I have been studying logical equivalences recently and came across this question; s = P and(R implies( not(Q and P))) $$s= P\land(R\to (\lnot(Q\land P)))$$
Show that (P and not Q) or((P and(not R)) and Q) is equivalent to s using logical equivalence.$$(P\land\lnot Q)\lor((P\land(\lnot R)) \land Q)$$
I have used distributive law to multiple the brackets but have not managed to get much further.
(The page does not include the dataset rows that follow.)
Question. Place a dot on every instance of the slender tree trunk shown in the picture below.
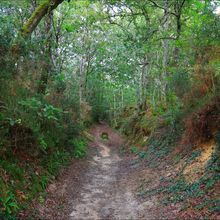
(165, 45)
(144, 73)
(47, 63)
(81, 85)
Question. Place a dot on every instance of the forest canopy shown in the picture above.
(137, 65)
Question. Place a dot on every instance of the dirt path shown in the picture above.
(102, 196)
(104, 186)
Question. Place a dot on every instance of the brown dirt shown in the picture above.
(103, 186)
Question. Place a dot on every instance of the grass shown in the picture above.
(23, 181)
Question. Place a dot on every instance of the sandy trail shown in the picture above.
(101, 196)
(102, 186)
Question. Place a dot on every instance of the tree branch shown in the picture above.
(37, 15)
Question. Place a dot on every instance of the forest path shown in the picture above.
(102, 186)
(102, 196)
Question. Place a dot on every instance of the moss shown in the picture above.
(36, 16)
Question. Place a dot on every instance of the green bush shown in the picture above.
(80, 147)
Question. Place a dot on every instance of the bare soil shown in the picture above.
(103, 186)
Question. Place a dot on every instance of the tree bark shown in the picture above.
(47, 56)
(37, 15)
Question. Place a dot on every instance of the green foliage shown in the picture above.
(9, 203)
(79, 147)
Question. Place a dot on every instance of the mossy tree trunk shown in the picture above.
(37, 15)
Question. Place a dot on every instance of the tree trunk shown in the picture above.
(37, 15)
(46, 68)
(165, 45)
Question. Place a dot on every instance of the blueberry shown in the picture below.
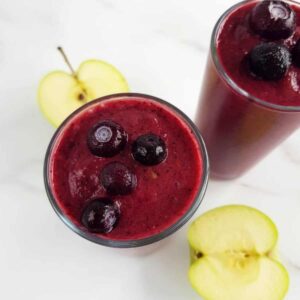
(149, 149)
(107, 139)
(296, 54)
(269, 61)
(101, 215)
(117, 179)
(273, 20)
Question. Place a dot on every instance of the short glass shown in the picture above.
(238, 128)
(144, 241)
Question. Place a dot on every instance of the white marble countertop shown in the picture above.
(161, 47)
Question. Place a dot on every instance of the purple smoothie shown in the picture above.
(243, 117)
(164, 193)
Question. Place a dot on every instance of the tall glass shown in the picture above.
(238, 128)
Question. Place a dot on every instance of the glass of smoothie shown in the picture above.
(126, 170)
(250, 99)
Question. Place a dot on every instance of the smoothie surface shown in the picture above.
(164, 192)
(236, 39)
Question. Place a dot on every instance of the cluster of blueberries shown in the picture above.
(273, 21)
(107, 139)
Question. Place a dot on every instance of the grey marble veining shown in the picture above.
(161, 47)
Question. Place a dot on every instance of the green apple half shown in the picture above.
(232, 256)
(61, 93)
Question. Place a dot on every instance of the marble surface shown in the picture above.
(161, 47)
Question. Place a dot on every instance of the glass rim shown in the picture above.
(226, 77)
(156, 237)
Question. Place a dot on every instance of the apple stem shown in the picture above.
(82, 96)
(62, 52)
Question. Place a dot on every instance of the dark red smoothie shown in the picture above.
(241, 115)
(163, 192)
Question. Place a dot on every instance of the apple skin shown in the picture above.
(233, 256)
(61, 93)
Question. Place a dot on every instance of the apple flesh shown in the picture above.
(232, 256)
(60, 93)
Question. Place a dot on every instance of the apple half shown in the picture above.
(60, 93)
(232, 256)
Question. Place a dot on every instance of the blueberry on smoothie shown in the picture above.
(117, 179)
(296, 54)
(107, 139)
(100, 215)
(149, 149)
(269, 61)
(273, 20)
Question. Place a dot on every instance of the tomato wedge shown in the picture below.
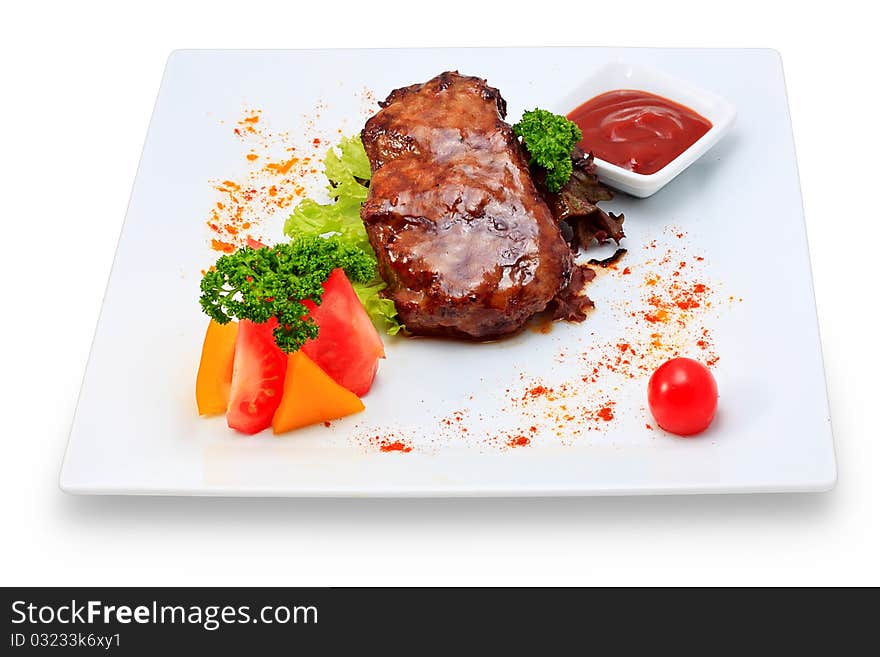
(348, 347)
(257, 378)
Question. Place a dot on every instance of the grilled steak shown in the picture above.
(465, 242)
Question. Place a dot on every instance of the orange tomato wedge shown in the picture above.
(215, 368)
(311, 396)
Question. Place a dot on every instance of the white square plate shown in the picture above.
(734, 219)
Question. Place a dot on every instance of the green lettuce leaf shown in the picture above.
(381, 310)
(347, 172)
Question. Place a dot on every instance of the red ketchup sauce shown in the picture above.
(637, 130)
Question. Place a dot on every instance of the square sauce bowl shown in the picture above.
(620, 75)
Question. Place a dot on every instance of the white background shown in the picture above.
(78, 85)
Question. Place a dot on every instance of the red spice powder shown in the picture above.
(396, 446)
(247, 201)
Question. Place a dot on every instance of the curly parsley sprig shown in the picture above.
(549, 138)
(259, 284)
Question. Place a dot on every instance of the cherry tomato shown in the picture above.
(683, 396)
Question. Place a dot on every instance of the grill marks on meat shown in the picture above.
(465, 242)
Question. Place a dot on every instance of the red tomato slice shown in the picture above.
(258, 373)
(348, 347)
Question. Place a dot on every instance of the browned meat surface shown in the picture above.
(465, 241)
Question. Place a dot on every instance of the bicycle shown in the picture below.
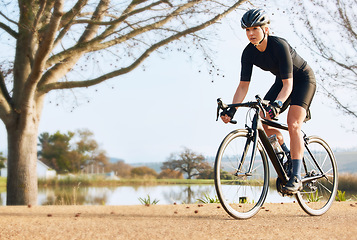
(242, 170)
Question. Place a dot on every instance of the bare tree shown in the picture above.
(187, 162)
(329, 29)
(57, 44)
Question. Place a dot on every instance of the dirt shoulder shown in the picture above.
(209, 221)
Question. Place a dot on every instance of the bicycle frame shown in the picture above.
(258, 131)
(318, 162)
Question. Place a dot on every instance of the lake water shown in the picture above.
(129, 195)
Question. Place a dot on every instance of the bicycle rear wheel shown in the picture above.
(317, 195)
(240, 193)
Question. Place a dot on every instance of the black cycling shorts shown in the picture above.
(304, 87)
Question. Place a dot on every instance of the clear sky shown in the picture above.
(146, 115)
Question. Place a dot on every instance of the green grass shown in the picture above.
(147, 201)
(101, 181)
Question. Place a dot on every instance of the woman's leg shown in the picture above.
(296, 117)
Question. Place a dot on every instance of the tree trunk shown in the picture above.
(22, 160)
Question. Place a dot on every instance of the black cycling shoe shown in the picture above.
(293, 185)
(288, 166)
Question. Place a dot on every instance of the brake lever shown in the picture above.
(223, 106)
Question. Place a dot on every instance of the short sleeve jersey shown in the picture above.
(279, 58)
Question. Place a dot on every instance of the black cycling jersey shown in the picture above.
(282, 60)
(279, 58)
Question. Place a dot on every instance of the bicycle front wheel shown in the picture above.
(319, 161)
(240, 192)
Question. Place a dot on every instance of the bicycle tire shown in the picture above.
(318, 195)
(241, 196)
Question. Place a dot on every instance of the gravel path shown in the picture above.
(209, 221)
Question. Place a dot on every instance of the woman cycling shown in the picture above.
(294, 85)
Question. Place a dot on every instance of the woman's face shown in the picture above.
(254, 34)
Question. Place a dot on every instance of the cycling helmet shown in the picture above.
(254, 17)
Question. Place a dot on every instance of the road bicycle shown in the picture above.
(242, 169)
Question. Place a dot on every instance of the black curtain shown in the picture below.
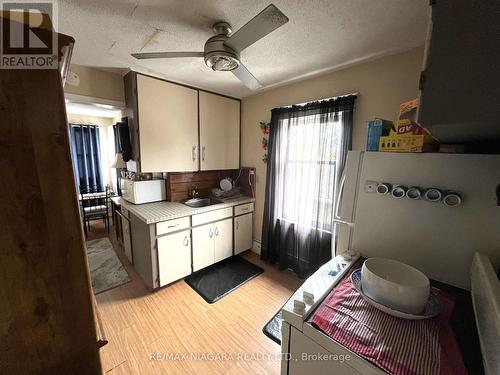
(306, 154)
(85, 147)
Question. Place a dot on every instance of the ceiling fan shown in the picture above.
(222, 51)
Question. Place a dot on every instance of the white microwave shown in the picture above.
(138, 192)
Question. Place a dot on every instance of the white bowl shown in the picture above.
(395, 284)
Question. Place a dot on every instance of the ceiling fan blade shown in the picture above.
(247, 78)
(166, 55)
(258, 27)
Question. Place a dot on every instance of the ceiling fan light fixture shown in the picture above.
(221, 61)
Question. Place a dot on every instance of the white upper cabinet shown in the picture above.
(168, 126)
(219, 132)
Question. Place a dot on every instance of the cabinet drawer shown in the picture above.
(243, 209)
(172, 225)
(208, 217)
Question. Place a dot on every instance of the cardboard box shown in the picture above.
(407, 136)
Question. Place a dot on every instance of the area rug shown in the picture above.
(106, 270)
(214, 282)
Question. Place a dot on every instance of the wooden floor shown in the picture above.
(176, 321)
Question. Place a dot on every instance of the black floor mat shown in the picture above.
(273, 328)
(220, 279)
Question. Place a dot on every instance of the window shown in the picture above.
(307, 181)
(308, 147)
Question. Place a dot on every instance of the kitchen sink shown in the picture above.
(201, 202)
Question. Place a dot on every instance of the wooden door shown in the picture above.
(242, 233)
(219, 132)
(203, 246)
(174, 257)
(168, 126)
(223, 239)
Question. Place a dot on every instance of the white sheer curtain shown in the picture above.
(307, 150)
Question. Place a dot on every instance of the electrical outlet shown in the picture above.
(371, 186)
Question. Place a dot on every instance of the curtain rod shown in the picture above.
(320, 100)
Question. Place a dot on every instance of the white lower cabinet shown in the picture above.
(174, 256)
(223, 231)
(212, 243)
(203, 246)
(242, 233)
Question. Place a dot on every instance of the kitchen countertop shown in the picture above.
(155, 212)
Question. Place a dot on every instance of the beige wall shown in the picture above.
(107, 144)
(381, 85)
(97, 84)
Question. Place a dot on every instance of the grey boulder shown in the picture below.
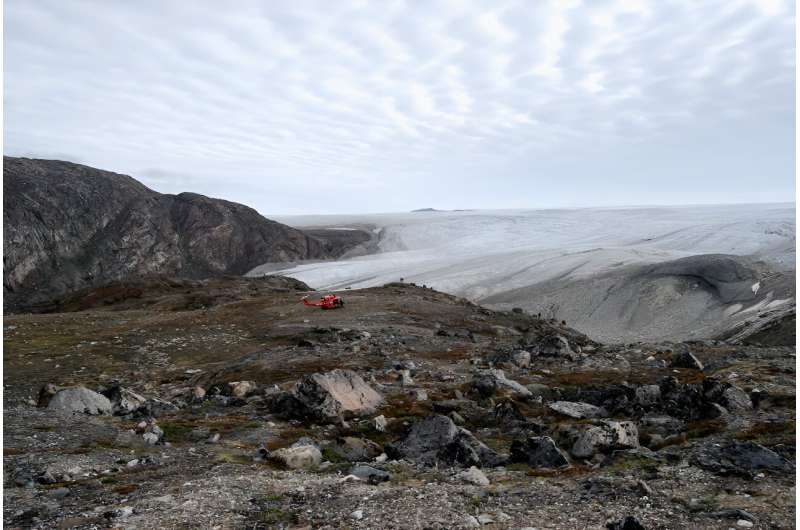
(79, 400)
(490, 382)
(437, 439)
(538, 452)
(578, 410)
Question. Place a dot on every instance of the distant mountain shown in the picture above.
(69, 226)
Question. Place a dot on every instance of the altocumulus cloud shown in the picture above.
(297, 107)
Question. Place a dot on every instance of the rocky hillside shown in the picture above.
(68, 226)
(406, 408)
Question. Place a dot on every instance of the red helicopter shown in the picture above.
(329, 301)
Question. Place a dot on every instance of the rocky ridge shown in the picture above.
(69, 226)
(407, 408)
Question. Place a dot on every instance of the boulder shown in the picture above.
(123, 400)
(538, 452)
(46, 393)
(405, 378)
(437, 439)
(629, 523)
(553, 346)
(648, 395)
(577, 410)
(473, 475)
(355, 449)
(602, 437)
(370, 474)
(507, 412)
(686, 360)
(303, 454)
(736, 400)
(379, 423)
(79, 400)
(241, 389)
(662, 425)
(490, 382)
(739, 458)
(329, 396)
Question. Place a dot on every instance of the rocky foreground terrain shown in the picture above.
(67, 226)
(228, 404)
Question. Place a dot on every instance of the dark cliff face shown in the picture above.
(68, 226)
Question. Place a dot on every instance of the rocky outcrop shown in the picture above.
(68, 226)
(436, 439)
(603, 437)
(538, 452)
(739, 458)
(334, 395)
(302, 454)
(79, 400)
(489, 382)
(579, 411)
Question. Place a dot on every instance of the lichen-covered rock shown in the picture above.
(739, 458)
(687, 360)
(578, 410)
(123, 400)
(475, 476)
(303, 454)
(437, 439)
(79, 400)
(538, 452)
(355, 449)
(68, 226)
(602, 437)
(241, 389)
(335, 394)
(553, 346)
(490, 382)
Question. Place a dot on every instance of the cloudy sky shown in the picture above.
(384, 105)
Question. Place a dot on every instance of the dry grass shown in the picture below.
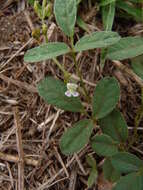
(30, 129)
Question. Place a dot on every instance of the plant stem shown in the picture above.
(138, 118)
(78, 73)
(66, 73)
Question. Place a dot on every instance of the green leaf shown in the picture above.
(91, 161)
(104, 145)
(127, 47)
(130, 9)
(125, 162)
(106, 96)
(132, 181)
(92, 177)
(106, 2)
(97, 40)
(82, 24)
(109, 172)
(115, 126)
(76, 137)
(65, 13)
(53, 92)
(108, 14)
(46, 51)
(31, 2)
(93, 173)
(137, 65)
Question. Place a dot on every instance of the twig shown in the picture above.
(10, 175)
(20, 150)
(23, 85)
(61, 161)
(80, 165)
(44, 185)
(73, 178)
(15, 159)
(52, 126)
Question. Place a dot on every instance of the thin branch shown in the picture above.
(20, 150)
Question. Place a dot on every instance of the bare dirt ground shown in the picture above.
(27, 121)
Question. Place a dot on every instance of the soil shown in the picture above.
(21, 107)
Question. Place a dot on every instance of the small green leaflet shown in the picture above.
(65, 12)
(125, 162)
(133, 181)
(106, 96)
(93, 172)
(97, 40)
(53, 92)
(75, 138)
(127, 47)
(109, 172)
(106, 2)
(137, 65)
(115, 126)
(46, 51)
(103, 145)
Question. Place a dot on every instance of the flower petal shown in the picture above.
(75, 94)
(68, 93)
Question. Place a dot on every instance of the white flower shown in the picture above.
(71, 90)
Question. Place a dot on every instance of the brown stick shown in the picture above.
(23, 85)
(20, 150)
(15, 159)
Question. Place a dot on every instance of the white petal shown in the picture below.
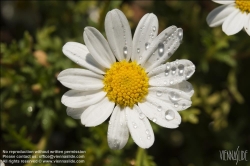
(118, 34)
(234, 22)
(75, 112)
(140, 129)
(223, 1)
(146, 30)
(171, 73)
(218, 15)
(117, 131)
(78, 99)
(161, 48)
(98, 47)
(160, 112)
(98, 113)
(80, 79)
(79, 53)
(177, 99)
(247, 24)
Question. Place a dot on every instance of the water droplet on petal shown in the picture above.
(141, 115)
(158, 93)
(161, 49)
(180, 34)
(181, 69)
(147, 45)
(159, 108)
(125, 51)
(173, 70)
(138, 50)
(154, 28)
(169, 115)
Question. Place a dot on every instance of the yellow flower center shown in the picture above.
(243, 5)
(126, 83)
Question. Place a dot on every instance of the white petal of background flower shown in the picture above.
(247, 24)
(98, 113)
(118, 133)
(79, 53)
(171, 73)
(160, 113)
(177, 99)
(98, 47)
(78, 99)
(145, 32)
(75, 112)
(217, 16)
(223, 1)
(80, 79)
(140, 129)
(118, 34)
(234, 22)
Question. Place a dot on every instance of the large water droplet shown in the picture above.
(161, 49)
(180, 34)
(169, 115)
(138, 50)
(181, 69)
(125, 51)
(174, 96)
(173, 70)
(158, 93)
(147, 45)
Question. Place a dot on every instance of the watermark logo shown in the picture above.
(233, 155)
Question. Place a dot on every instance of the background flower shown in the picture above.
(233, 15)
(32, 116)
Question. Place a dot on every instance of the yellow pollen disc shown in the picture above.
(243, 5)
(126, 83)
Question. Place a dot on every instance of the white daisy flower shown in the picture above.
(233, 15)
(128, 79)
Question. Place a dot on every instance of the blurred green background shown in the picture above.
(33, 118)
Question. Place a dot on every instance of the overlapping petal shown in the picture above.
(78, 99)
(118, 34)
(79, 53)
(145, 32)
(139, 128)
(98, 113)
(117, 131)
(171, 73)
(98, 47)
(80, 79)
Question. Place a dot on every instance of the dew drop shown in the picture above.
(154, 28)
(161, 49)
(181, 69)
(174, 96)
(180, 34)
(158, 93)
(141, 115)
(169, 115)
(173, 70)
(125, 51)
(147, 45)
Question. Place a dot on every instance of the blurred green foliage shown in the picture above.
(33, 118)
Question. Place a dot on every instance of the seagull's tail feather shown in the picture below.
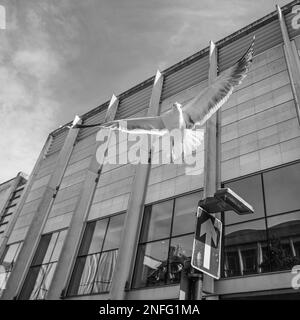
(192, 139)
(242, 65)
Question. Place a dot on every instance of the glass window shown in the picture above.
(9, 258)
(180, 251)
(151, 266)
(161, 262)
(282, 189)
(232, 263)
(185, 213)
(282, 230)
(249, 189)
(41, 271)
(114, 231)
(97, 257)
(243, 248)
(157, 221)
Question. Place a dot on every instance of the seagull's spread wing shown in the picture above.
(203, 106)
(150, 125)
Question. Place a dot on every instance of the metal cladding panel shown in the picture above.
(95, 118)
(57, 142)
(185, 77)
(266, 37)
(293, 32)
(134, 103)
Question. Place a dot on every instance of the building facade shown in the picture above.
(86, 228)
(10, 195)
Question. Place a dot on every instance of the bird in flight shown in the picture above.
(192, 115)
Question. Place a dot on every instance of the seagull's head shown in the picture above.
(177, 105)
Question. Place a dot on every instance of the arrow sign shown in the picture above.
(207, 244)
(210, 233)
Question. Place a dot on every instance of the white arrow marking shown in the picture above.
(209, 230)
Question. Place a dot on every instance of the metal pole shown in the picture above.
(211, 167)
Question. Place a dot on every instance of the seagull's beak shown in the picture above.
(75, 123)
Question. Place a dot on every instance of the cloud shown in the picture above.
(29, 63)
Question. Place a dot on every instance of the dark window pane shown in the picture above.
(29, 284)
(114, 231)
(41, 250)
(105, 271)
(157, 221)
(282, 230)
(87, 238)
(51, 247)
(243, 248)
(249, 259)
(180, 251)
(58, 246)
(43, 282)
(232, 266)
(282, 189)
(41, 272)
(98, 236)
(296, 243)
(250, 189)
(185, 214)
(83, 275)
(151, 265)
(10, 256)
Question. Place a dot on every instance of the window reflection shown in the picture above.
(161, 262)
(282, 189)
(180, 252)
(244, 245)
(249, 246)
(97, 257)
(41, 271)
(157, 221)
(284, 231)
(151, 268)
(249, 189)
(185, 213)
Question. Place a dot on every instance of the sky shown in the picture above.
(59, 58)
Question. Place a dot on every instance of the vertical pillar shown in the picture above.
(76, 229)
(8, 230)
(31, 241)
(291, 62)
(129, 238)
(211, 165)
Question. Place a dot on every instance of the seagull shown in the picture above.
(192, 115)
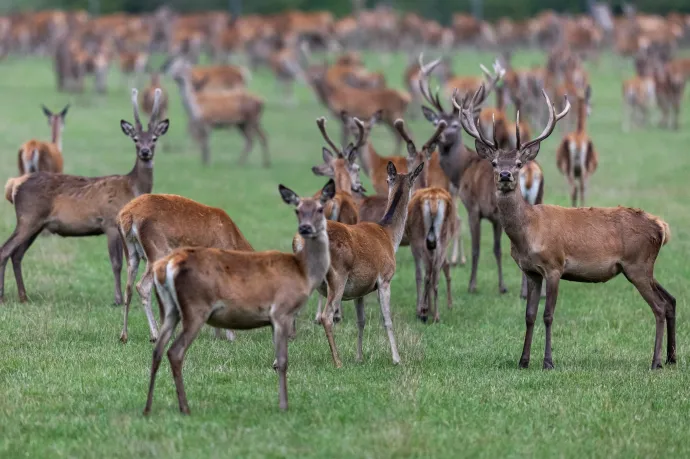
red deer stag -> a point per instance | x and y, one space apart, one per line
550 243
74 206
39 156
245 291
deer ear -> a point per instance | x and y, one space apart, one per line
161 128
529 153
328 191
392 172
128 129
289 196
484 151
416 173
430 115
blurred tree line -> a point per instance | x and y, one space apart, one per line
440 10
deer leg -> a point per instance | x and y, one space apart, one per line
498 232
281 328
384 293
475 234
144 288
670 322
132 269
248 142
264 144
534 282
191 325
170 321
336 287
115 252
446 273
361 322
552 282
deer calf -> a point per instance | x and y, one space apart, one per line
550 243
240 290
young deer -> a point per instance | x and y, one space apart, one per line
239 290
363 261
470 178
550 243
153 225
39 156
215 110
70 205
429 228
576 157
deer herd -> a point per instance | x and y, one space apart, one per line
202 269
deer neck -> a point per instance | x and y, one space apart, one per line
316 258
56 132
189 101
395 217
141 177
513 213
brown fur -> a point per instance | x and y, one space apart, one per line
153 225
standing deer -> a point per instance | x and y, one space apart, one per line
74 206
153 225
240 290
36 155
576 157
470 178
550 243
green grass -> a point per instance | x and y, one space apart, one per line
68 388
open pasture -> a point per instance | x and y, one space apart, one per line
69 388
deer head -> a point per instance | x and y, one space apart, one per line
436 113
310 216
145 140
507 162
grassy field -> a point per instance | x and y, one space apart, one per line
69 388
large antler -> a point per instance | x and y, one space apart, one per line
135 104
157 94
424 82
468 119
550 125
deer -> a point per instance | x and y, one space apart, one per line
246 290
429 228
550 243
363 261
576 157
153 225
215 110
75 206
470 178
36 155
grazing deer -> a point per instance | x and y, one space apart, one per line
550 243
576 157
215 110
39 156
153 225
244 291
363 261
470 178
74 206
429 228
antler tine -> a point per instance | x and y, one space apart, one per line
321 123
400 127
156 107
360 138
551 123
135 105
440 127
424 80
Help would be greatly appreciated.
No truth table allowed
Thanks
Here is a step-by-step way without using a truth table: $$P \ \wedge (R \to \neg\left(Q \ \wedge P\right) ) $$
$$P \ \wedge (R \to (\neg Q \ \vee \neg P) ) $$
$$P \ \wedge (\neg R \vee(\neg Q \ \vee \neg P) $$
$$P \ \wedge (\neg R \vee \neg Q \ \vee \neg P ) $$
$$P \ \wedge (\neg R \vee \neg Q \ ) $$
$$P \ \wedge ((\neg R \vee \neg Q ) \wedge (\neg Q \vee Q) ) $$
$$P \ \wedge ((\neg Q \vee (\neg R \wedge Q) ) $$
$$(P \ \wedge\neg Q) \vee (P \wedge (\neg R \wedge Q) ) $$
In the third line, we use the fact that $p \to q \equiv \neg p \vee q $
In the fifth line, the $\neg P$ is removed because it is unnecessary; $p \wedge \neg p$ is a contradiction and will never be true
In the sixth line, we can then add in $\neg Q \vee Q$, as in general, $p \equiv p \wedge (\neg q \vee q)$